As after any disaster, the government's post-Harvey priority will be allocating funds to deal with the storm's immediate damage and start rebuilding. This will not likely come in the form of one or two massive bills within the space of a few weeks, as with the relief funds Congress provided areas affected by Hurricane Katrina in 2005.

Local officials have speculated that they will need perhaps more than $200 billion in federal recovery assistance, dwarfing Katrina's $120 billion record. Harvey's waters are still draining out of parts of Texas, and the storm is still buffeting parts of Mississippi and Louisiana. That means we won't have a full sense of Harvey's damages and their price tag for some time—perhaps months. Many of the nation's lawmakers do not seem eager to shell out massive aid packages until these costs become clear.

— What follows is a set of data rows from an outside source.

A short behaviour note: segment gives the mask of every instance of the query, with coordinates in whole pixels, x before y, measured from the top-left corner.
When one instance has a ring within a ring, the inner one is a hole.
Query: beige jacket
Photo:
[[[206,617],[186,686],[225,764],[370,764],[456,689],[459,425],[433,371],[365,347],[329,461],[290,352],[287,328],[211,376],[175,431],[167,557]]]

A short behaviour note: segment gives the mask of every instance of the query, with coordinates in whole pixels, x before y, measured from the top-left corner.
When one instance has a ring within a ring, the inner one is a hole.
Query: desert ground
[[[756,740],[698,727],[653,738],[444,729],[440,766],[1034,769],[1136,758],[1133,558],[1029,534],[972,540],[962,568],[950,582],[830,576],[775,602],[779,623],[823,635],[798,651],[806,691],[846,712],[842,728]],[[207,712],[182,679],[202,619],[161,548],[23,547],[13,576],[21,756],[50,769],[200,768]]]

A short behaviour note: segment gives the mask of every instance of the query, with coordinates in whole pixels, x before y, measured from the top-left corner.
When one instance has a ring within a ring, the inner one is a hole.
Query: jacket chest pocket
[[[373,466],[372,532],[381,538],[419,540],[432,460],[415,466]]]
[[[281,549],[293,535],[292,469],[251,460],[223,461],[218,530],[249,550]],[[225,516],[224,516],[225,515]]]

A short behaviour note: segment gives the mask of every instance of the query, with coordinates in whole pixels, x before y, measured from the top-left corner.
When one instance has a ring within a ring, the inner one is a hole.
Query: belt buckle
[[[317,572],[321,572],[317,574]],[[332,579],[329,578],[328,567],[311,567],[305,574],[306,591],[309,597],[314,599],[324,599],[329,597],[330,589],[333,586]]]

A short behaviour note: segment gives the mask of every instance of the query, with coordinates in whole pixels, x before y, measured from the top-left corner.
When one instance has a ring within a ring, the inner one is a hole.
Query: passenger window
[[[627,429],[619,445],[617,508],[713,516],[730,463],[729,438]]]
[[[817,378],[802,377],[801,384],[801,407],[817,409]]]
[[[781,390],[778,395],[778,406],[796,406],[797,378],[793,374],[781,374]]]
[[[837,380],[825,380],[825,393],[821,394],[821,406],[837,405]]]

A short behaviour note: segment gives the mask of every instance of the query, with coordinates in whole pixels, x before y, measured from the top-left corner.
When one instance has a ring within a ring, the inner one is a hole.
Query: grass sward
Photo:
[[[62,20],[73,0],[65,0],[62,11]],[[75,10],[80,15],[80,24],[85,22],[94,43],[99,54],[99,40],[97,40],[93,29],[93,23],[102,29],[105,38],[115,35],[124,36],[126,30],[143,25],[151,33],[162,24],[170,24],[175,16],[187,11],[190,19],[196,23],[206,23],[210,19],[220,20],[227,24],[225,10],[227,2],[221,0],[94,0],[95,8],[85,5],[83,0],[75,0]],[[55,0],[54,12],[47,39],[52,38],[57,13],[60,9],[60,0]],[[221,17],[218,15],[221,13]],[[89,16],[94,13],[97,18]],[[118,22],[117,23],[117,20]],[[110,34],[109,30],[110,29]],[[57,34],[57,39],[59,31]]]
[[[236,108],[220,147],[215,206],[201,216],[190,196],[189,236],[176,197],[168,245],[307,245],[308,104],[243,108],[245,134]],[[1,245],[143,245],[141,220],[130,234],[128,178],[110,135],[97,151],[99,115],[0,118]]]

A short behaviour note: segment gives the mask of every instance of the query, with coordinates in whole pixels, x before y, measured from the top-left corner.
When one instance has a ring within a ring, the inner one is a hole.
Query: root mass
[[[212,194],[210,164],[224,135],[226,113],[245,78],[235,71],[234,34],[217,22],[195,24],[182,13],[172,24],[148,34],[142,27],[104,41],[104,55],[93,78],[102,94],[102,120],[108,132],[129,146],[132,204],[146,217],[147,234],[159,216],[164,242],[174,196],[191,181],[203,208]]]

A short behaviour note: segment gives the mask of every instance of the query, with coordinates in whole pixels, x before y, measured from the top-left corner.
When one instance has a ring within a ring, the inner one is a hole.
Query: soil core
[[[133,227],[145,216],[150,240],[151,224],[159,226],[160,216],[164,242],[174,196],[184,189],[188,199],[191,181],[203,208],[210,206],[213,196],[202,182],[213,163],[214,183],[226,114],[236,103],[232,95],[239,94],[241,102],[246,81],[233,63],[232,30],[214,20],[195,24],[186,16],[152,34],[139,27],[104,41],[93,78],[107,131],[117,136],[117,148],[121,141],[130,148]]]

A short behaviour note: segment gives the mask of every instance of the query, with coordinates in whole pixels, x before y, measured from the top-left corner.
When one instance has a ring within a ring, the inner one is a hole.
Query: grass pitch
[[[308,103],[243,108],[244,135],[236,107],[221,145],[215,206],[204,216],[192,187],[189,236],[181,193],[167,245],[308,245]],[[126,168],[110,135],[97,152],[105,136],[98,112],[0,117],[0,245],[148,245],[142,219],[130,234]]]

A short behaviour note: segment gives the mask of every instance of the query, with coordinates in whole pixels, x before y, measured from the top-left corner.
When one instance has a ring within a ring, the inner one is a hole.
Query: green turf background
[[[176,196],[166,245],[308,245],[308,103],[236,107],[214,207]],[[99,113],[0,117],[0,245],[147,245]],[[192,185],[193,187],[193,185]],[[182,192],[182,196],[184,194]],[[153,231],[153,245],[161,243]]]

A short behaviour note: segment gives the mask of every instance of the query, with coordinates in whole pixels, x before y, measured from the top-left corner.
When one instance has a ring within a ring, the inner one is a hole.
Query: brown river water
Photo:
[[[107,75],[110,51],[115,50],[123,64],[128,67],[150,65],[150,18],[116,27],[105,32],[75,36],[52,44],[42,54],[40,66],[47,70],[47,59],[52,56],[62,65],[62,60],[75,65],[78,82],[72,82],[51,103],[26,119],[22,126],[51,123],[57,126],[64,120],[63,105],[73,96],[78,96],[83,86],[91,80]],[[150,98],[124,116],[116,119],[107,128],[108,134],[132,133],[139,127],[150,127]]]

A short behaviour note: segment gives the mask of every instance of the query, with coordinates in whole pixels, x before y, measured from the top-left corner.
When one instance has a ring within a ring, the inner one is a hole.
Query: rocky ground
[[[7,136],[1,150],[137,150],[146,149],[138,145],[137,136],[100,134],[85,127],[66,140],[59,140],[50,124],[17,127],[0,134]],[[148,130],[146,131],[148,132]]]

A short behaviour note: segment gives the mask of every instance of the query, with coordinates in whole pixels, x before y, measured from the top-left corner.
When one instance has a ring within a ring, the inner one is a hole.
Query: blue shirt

The plan at present, according to experts consulted for this piece, seems to be to to rely on FEMA's Disaster Relief Fund (DRF) to sponsor immediate rescue and stabilization efforts until some concrete initial cost estimates come out. This fund, explains Steve Ellis of Taxpayers for Common Sense, was not as well capitalized during Katrina, requiring a quicker large-scale response. The problem is the DRF only has $1.3 billion available for these operations; the first month of response efforts after 2012's smaller Hurricane Sandy hit the Northeast cost FEMA $1.9 billion. The agency has some wiggle room to move money from elsewhere into disaster relief. But the precarious nature of the DRF means that Congress will likely need to pass at least a small bill bolstering it within the first days of September. More money could come in the form of one or more bills in the coming weeks and months, alongside more solid cost estimates.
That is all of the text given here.